L’Accord appelle notamment les pays à refuser l’entrée ou à inspecter les navires qui ont été impliqués dans des activités de pêche illégale et à prendre les mesures nécessaires. En soutien à cela, l’Accord prévoit également l’obligation pour toutes les parties de partager leurs informations à l’échelle régionale et mondiale en ce qui concerne les navires impliqués dans des activités de pêche illégale.

Le PSMA s’applique à tout ce qui est lié, de près ou de loin, aux réceptions portuaires, ainsi même les navires de passage pour se ravitailler devront se conformer aux exigences des inspections.

En empêchant les pêcheurs peu scrupuleux de décharger leurs prises mal acquises, il est plus difficile pour de telles captures d’entrer sur les marchés nationaux et internationaux. Les mesures du ressort de l’Etat du port apparaissent comme un système très efficace, rentable et dissuasif pour les activités de pêche illégale par rapport à la plupart des programmes de contrôle et de surveillance.
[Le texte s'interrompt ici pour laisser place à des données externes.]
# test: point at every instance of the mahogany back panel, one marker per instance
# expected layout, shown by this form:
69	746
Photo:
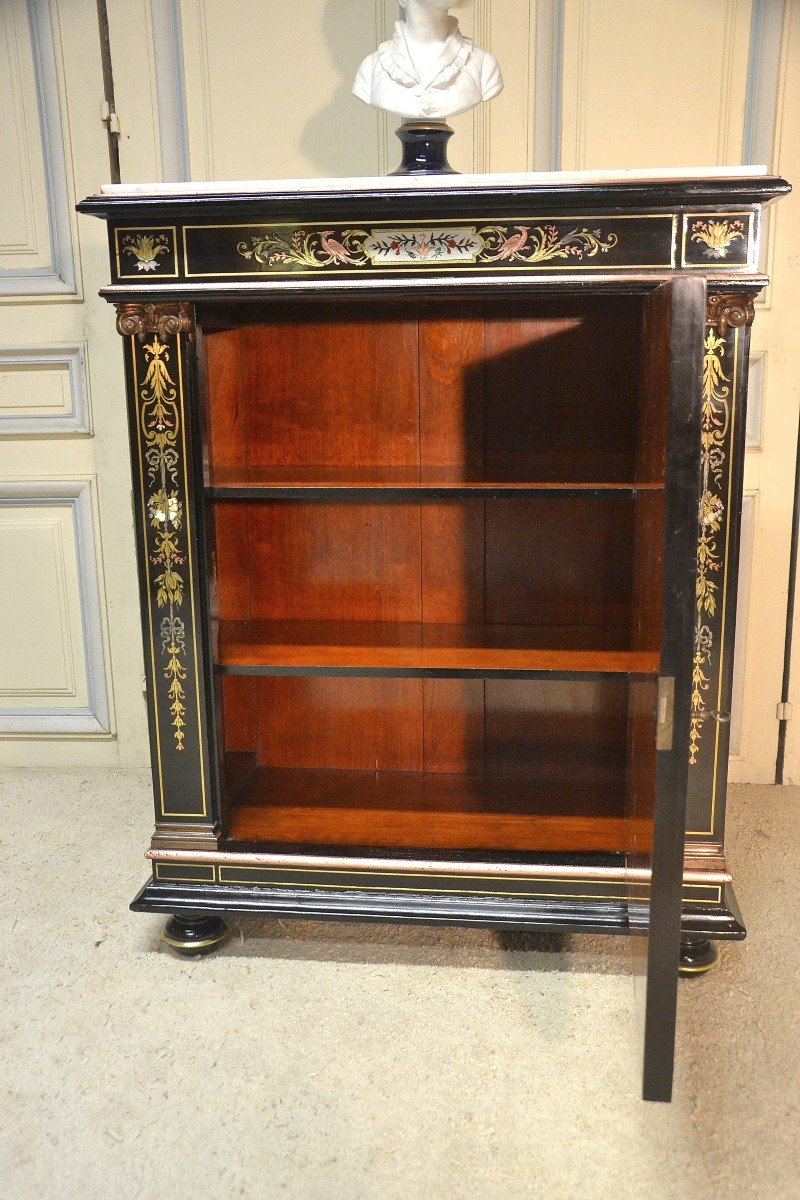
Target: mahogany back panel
510	390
Un appui à la mise en œuvre

Dans certains cas, les pays côtiers en développement et les petits états insulaires en développement, qui abritent souvent les zones de pêche les plus intéressantes au monde, rencontrent des difficultés dans la mise en œuvre du PSMA. Par conséquent, la FAO a fortement investi dans des projets de renforcement des capacités visant à soutenir l’application des mesures du ressort de l’Etat du port. Maintenant que l’Accord entre en vigueur, la FAO lance une série d’initiatives nationales, régionales et inter-régionales, dont un programme mondial sur le renforcement des capacités pour la mise en œuvre de l’Accord.

*Les Etats suivants et organisations d’intégration économique régionale sont parties à l’Accord: l’Australie, la Barbade, le Chili, le Costa Rica, Cuba, la Dominique, l’Union européenne – une Organisation membre, le Gabon, la Guinée Bissau, le Guyana, l’Islande, l’île Maurice, le Mozambique, la Birmanie, la Nouvelle-Zélande, la Norvège, Oman, les Palaos, la République de Corée, Saint-Christophe-et-Niévès, les Seychelles, la Somalie, l’Afrique du Sud, le Sri Lanka, le Soudan, la Thaïlande, les Tonga, les Etats-Unis, l’Uruguay et le Vanuatu.